For $x > 0$, we have \begin{align} f'(x) = 0 \quad &\Longleftrightarrow \quad \left(\frac{4x \mathrm{e}^{-4x^2/\pi}}{\pi\sqrt{1 - \mathrm{e}^{-4x^2/\pi}}}\right)^2 = \left(\frac{2}{\sqrt{\pi}}\mathrm{e}^{-x^2}\right)^2\\[6pt] \quad &\Longleftrightarrow \quad \frac{4x^2}{\pi} = \mathrm{e}^{8x^2/\pi} \mathrm{e}^{-2x^2}(1 - \mathrm{e}^{-4x^2/\pi}) \\[6pt] \quad &\Longleftrightarrow \quad \frac{4x^2}{\pi} + \mathrm{e}^{(1-\pi/2)\cdot \frac{4x^2}{\pi}} = \mathrm{e}^{(2-\pi/2)\cdot \frac{4x^2}{\pi}}\\ &\Longleftrightarrow \quad u + \mathrm{e}^{(1-\pi/2)u} = \mathrm{e}^{(2-\pi/2)u}, \quad u = \frac{4x^2}{\pi}. \end{align}

Let $g(u) = u + \mathrm{e}^{(1-\pi/2)u} - \mathrm{e}^{(2-\pi/2)u}$. We have $$g'(u) = 1 + (1-\pi/2)\mathrm{e}^{(1-\pi/2)u} - (2-\pi/2)\mathrm{e}^{(2-\pi/2)u}$$ and $$g''(u) = (1-\pi/2)^2\mathrm{e}^{(1-\pi/2)u} - (2-\pi/2)^2\mathrm{e}^{(2-\pi/2)u}.$$

Let $u_0 = 2\ln (\pi - 2) - 2\ln (4 - \pi)$. It is easy to prove that $g''(u) > 0$ on $(0, u_0)$, and $g''(u) < 0$ on $(u_0, \infty)$.

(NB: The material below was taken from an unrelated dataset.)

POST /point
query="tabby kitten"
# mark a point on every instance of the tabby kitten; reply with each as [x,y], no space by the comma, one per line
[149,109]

Thus, $g'(u)$ is strictly increasing on $(0, u_0)$, and strictly decreasing on $(u_0, \infty)$. Also, $g'(0) = 0$ and $g'(\infty) = -\infty$. Thus, $g'(u) = 0$ has exactly one positive real solution, denoted by $u_1$. Thus, $g'(u) > 0$ on $(0, u_1)$, and $g'(u) < 0$ on $(u_1, \infty)$. Thus, $g(u)$ is strictly increasing on $(0, u_1)$, and strictly decreasing on $(u_1, \infty)$. Also, $g(0) = 0$ and $g(\infty) = -\infty$. Thus, $g(u) = 0$ has exactly one positive real solution. As a result, $f'(x) = 0$ has exactly one positive real solution. We are done.